Даже сейчас, уходя в ночь, я понимаю, что кругом не прав. Теперь я и сам не знаю, отчего так вспылил – не от того же, в самом деле, что идея Ирчи как-то нарушала мои планы? Обхватив себя руками, чтобы сохранить хоть какие-то крохи тепла, я вглядываюсь в танец теней над шумящей рекой, раздумывая над тем, что же стало настоящей причиной моей вспышки. То, что Ирчи не посчитал нужным спросить меня? Ведь, положа руку на сердце, так ли я тороплюсь в Цитадель? Две недели проволочки, или месяц, или год – что они изменят? Когда я уходил, едва ли кто-то, включая меня самого, верил в то, что я и впрямь доберусь туда живым, а теперь меня заботят какие-то две недели? Или то, что Ирчи рвётся в этот Гран из-за Инанны?

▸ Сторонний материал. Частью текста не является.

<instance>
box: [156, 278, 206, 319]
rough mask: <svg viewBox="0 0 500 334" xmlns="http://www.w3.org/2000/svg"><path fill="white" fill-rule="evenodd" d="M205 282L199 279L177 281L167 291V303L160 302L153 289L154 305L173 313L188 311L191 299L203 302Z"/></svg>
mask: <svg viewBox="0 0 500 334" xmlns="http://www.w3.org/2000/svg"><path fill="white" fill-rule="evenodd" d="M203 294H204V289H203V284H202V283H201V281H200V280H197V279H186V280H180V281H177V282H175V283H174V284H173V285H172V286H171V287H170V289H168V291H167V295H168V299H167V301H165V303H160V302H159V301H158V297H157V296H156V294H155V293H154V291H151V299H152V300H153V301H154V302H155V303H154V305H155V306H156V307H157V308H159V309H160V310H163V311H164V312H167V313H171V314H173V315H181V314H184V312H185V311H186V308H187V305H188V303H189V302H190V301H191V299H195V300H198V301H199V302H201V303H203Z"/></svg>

Так это его право – если он по-прежнему не теряет надежды, даже зная, кому отдает предпочтение госпожа.

В голове живым обвинением звучит голос Рэу: «Какое окно откроешь – такой ветер и влетит». По его мнению, вероятно, мне самому следовало бы принять участие в разговоре, поделиться собственными планами, обсудить, какое решение было бы наилучшим – следовало бы, да только теперь думать об этом – все равно что ставить примочки мертвецу.

Как бы меня ни занимали эти помыслы, внезапный проблеск среди деревьев тотчас привлекает мое внимание. Поначалу мне кажется, что глаза меня обманывают – так, стоит надавить на веки, под ними расцветает целая россыпь огней – но вот он опять проблёскивает, чтобы тут же погаснуть, однако я успеваю убедиться, что это не игра чувств. Свет тёплый, живой, как от огня, надежно укрытого деревьями – видать, налетевший порыв ветра раздвинул ветви в то самое мгновение, когда я бездумно таращился в темноту над рекой. Сколько я ни вглядываюсь, мне больше не удается ничего высмотреть, но всё же об этом следует рассказать спутникам. Едва я припоминаю, как только что сбежал, повинуясь малодушному порыву, как скулы сводит от досады, но хочешь – не хочешь, а вернуться придётся.

В этот-то момент позади слышится голос Ирчи – столь же внезапный, как недавняя искра света. Мой первый порыв – тотчас повиниться, признавшись, что я возражал ему из чистого упрямства, а на самом-то деле мне вовсе не претит идея идти в Гран – но вместо этого я завожу речь о замеченном мной огне, тем самым избегая необходимости объясняться.


Примечания:

[1] Словене – здесь Эгир имеет в виду не жителей Словении (они – словенцы). Во время действия повествования славянские народы ещё не вполне оформились. Живущие на территории Венгрии славяне сами именовали себя «словенами», в то время как представители иных народов называли их «склавинами», «склавенами» или просто «склави» - то бишь славянами, или же мораванами (по реке Мораве). Как вы, возможно, помните, Ирчи родом с территории современной Словакии, которая тогда входила в состав Венгрии.

[2] Колесо – единая мера истинной свободы это – вот как выглядит эта фраза по-венгерски: Kerék – egyes mére igazsági szabadságnak ez.